Letting Go is one of the most important decisions one has to make in life. It can come very easy for me and I realize that it has been one of my greatest enemies. Since letting go reflects an inner resolve, it is very often misunderstood as you are giving up or turning your back.
Tomorrow can be a very frightening experience when our life has been filled with memories of past hurt and pain. It is very hard to believe in your own self to accept who you are and to understand what you portray to the rest of the world. It is easy to lose trust even if you spend years building it up; the mere fact that your "life acts" were inconsistent with your "life talks" can send shivers down the spine of anyone. Too often my life has done so and many people who are close to me are left to wonder: what next is he gonna do.
The challenge lies in being more integrated so that in the act of letting go you remain committed, you remain true while letting go of your EGO, your need for CONTROL of anything and anyone in particular, to rid self of the SELFISH motives and inclinations. As one would say you need to get rid of the crap that you allow to build up inside which always fronts you as garbage left unattended but spills out on an unsuspecting friend or neighbor.
So I am opening myself today to the possibility of laughter of really letting go while being filled with integrity, respect and love. It is about being honest that your past has been a reflection of what you are capable of tomorrow and that you should not be surprised that others we see such reflection and be afraid or move away from me.

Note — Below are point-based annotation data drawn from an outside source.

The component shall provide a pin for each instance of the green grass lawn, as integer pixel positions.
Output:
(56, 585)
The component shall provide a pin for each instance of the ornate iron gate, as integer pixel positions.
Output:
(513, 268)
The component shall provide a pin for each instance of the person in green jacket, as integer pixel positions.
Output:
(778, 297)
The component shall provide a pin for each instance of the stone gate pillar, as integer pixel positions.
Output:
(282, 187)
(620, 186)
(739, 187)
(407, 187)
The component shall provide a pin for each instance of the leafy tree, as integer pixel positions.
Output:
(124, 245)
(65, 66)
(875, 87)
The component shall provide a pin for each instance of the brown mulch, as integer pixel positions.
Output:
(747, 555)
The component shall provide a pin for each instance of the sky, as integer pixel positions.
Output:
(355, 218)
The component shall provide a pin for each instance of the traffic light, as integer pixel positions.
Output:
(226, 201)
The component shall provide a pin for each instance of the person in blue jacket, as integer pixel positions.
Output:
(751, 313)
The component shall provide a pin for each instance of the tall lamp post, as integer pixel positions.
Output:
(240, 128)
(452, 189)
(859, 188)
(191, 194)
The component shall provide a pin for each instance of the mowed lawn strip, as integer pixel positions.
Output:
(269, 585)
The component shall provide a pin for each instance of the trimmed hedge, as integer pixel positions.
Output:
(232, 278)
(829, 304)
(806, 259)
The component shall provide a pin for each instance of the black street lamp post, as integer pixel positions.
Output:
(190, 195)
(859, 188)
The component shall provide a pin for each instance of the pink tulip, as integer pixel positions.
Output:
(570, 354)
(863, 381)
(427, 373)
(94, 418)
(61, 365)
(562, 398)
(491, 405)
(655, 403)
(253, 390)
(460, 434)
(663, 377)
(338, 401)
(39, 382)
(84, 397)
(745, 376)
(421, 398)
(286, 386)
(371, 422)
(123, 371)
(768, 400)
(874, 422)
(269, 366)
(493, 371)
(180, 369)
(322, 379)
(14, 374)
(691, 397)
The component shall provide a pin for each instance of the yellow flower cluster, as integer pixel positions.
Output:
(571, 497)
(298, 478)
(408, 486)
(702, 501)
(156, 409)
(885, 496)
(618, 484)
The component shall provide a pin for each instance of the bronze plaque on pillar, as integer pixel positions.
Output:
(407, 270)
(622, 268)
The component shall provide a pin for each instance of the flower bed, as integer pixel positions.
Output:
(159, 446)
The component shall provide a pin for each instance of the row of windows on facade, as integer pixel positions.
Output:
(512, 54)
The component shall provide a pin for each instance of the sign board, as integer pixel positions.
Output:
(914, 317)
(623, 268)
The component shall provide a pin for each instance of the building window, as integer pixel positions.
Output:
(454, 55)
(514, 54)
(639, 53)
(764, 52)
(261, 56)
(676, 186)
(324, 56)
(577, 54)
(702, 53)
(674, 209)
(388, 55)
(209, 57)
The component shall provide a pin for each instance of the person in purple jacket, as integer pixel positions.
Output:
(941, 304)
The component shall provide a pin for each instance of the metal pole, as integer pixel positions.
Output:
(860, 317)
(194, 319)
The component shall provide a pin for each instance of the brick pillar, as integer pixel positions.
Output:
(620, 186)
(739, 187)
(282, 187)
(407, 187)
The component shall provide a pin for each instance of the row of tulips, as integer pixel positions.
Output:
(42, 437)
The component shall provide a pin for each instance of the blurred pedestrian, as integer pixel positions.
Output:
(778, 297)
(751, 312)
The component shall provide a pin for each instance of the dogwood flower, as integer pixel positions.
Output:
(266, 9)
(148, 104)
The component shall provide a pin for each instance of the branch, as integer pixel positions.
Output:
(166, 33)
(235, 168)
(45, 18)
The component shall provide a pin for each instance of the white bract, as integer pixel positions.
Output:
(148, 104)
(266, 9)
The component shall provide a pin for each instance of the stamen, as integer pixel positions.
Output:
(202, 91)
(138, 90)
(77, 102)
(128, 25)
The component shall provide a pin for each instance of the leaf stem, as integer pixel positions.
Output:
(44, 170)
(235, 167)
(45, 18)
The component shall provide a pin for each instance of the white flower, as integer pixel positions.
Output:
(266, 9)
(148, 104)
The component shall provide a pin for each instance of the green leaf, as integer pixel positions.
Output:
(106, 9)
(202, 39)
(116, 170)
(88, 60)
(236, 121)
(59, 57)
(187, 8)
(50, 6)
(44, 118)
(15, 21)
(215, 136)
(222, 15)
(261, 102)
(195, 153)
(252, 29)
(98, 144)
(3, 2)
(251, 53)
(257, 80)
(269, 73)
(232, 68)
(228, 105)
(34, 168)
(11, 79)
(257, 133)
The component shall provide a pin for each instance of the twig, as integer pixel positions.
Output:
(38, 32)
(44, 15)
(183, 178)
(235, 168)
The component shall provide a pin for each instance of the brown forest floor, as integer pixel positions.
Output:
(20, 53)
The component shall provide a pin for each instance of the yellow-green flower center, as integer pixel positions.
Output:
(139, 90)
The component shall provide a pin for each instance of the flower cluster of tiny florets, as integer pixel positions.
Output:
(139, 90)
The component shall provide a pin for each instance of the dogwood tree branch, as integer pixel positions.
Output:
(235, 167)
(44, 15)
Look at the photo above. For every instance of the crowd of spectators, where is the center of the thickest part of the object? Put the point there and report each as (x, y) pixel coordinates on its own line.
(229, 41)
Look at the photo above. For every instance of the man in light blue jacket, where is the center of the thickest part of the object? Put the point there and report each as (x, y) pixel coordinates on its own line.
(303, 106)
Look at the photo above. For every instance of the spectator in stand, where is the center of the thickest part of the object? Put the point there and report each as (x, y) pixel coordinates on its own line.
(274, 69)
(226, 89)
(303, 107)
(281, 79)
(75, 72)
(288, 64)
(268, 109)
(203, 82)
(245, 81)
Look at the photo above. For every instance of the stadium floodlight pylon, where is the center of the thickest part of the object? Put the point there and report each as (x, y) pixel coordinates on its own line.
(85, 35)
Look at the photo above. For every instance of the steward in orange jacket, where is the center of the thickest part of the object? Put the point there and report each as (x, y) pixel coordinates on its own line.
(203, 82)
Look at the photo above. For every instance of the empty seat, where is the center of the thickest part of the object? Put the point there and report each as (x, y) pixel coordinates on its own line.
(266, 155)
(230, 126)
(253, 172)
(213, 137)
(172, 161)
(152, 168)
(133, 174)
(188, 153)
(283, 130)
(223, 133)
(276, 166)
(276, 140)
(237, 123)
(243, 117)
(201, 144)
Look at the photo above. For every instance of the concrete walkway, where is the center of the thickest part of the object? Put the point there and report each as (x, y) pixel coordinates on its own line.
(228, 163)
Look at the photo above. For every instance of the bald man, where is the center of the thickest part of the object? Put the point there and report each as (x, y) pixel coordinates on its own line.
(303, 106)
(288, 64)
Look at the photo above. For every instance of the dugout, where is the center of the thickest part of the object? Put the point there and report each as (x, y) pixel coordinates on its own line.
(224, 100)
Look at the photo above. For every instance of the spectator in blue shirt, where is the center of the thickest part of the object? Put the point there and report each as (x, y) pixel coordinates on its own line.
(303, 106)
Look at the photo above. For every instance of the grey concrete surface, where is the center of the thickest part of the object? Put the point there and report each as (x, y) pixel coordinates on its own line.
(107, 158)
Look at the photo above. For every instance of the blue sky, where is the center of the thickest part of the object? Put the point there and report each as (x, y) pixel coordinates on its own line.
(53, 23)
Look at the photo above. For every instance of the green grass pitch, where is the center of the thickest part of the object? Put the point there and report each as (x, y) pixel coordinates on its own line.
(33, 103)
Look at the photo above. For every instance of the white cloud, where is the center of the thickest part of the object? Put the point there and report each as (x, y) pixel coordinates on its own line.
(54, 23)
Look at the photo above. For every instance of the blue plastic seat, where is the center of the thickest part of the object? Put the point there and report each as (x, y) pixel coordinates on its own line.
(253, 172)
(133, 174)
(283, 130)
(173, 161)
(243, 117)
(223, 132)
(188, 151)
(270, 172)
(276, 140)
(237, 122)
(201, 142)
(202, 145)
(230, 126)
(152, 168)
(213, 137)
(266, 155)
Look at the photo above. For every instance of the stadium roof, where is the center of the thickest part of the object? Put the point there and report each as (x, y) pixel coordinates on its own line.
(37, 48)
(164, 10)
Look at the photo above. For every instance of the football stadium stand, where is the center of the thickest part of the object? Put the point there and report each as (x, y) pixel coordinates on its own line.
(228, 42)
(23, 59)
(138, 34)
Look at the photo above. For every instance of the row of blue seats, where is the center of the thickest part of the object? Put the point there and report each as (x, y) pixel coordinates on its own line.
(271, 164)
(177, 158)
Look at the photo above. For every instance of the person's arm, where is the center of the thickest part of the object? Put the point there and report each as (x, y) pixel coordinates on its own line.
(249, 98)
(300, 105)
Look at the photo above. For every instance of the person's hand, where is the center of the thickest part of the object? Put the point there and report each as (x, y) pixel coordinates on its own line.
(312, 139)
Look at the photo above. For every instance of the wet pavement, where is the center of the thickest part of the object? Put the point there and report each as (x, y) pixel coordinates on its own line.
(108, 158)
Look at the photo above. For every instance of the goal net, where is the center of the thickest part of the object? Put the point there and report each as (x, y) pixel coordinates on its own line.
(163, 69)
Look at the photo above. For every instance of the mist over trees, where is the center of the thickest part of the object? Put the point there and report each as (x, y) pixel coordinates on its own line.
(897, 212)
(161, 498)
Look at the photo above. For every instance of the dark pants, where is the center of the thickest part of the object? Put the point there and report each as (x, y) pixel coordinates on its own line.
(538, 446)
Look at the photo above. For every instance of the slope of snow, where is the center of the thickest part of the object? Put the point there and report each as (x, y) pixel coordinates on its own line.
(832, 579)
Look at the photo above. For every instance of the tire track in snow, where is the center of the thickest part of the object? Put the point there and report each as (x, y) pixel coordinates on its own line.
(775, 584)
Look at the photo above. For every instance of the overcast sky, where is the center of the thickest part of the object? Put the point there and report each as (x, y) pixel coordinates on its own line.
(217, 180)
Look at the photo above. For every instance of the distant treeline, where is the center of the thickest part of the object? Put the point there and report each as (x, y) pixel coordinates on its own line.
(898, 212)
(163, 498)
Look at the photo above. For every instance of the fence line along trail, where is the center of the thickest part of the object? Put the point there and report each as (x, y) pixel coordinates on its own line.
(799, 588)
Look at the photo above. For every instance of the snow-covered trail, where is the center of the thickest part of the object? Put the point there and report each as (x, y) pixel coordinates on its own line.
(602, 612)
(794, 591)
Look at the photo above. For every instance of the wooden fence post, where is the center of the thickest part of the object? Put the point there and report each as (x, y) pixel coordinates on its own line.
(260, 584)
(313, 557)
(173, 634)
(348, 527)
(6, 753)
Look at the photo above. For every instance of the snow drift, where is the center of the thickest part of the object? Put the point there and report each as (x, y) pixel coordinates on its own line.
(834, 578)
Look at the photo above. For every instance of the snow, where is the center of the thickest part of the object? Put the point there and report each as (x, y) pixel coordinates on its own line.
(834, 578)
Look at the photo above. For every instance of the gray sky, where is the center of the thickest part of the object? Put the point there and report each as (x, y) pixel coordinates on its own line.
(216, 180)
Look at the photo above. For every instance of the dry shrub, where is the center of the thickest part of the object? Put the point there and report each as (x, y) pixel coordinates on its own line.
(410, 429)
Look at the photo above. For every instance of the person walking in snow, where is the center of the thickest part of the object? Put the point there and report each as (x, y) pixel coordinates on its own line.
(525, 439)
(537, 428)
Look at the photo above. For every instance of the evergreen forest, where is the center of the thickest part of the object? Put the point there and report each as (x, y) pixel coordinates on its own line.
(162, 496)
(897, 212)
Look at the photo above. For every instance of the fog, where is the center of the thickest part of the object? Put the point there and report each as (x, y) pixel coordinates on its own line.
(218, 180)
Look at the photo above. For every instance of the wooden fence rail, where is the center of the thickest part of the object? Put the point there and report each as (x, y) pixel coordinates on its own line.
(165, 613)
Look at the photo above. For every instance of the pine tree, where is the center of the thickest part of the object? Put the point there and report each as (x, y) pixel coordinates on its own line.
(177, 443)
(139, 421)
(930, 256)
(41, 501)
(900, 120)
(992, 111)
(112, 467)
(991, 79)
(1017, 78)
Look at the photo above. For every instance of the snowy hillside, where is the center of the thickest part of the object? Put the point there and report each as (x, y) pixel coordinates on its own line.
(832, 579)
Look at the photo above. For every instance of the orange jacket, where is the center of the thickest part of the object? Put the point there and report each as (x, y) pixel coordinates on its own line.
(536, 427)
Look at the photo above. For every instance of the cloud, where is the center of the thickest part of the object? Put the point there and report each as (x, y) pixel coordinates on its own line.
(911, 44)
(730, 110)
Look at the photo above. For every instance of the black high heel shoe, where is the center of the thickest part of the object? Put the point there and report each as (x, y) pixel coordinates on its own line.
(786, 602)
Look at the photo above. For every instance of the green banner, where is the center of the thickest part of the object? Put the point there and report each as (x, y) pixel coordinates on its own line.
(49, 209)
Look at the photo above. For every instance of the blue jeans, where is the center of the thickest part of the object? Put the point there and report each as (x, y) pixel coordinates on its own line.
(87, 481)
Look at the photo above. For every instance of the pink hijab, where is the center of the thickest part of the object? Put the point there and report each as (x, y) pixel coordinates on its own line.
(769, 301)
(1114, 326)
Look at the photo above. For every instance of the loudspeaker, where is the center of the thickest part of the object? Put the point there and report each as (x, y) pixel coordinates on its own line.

So too there are some actions that I know that I must struggle with that require a simple effort. I must learn not to be too ready: to impress, to flaunt responsibilities, to give impressions that I care and not follow through and more so to stop being so serious with life...to let go and laugh at life and to have fun rather than being so stiff, so uptight, so unavailable to those who love you and those you love.
Yes it is this main reason why I am always sending the wrong message....I never take time out to really listen although am capable, I never allowed the sound of the inner cry of that person to penetrate my inner self because I figure it would in advance and I bring up a defense particularly by doing the usual: letting go, basically isolating them, alienating them in the process. Am hard on people and I make it an excuse for being frank or forward and very often think an always right. I have made so many lives miserable yet am equally capable of bringing joy to the life of many. I fail often to do the right thing and end up making bad decisions in the process causing avoidable excruciating pain....
Teach me Lord that as I journey through this current experience, this stage of my life, that I will be able to let go not of the hurt coming across, not of the challenge of responding to others in need, not of the pain that I feel when others close to me share their pain and certainly not of love just because it seem that I am wrong or its does not appear as I may desire.....
Teach me Lord instead to Let Go and let you heal those who were and are being hurt through me, let my life which once carried your touch be illuminated again, burning brightly in being available for those in need of your love, your warmth, your embrace.
Let me be without so that others may have, let my sacrifice be an obligation to be like you to Love and not look for love in return.
Let me let go of my need to be appreciated, to be recognized, to be given gratitude, let me let go of my own hidden and selfish pride and most of all dear Lord I ask that you let me let go of my need to be judgmental, my defenses for fear of rejection, and my so ready to be talkative mode...
Let me let go of those countless empty words like what I have all written now...and be a beckon to act it out in real and practical ways, never be so inclined to count the cost rather than trust that you have provided in the past and will do much better in the future....that you hold today in your loving and caring palms.
Let me become Lord rather than always wanting to do.....Let me let go .....yes Lord, Let me let go and instead filled my heart with laughter so that those around me will experience what it is to be free!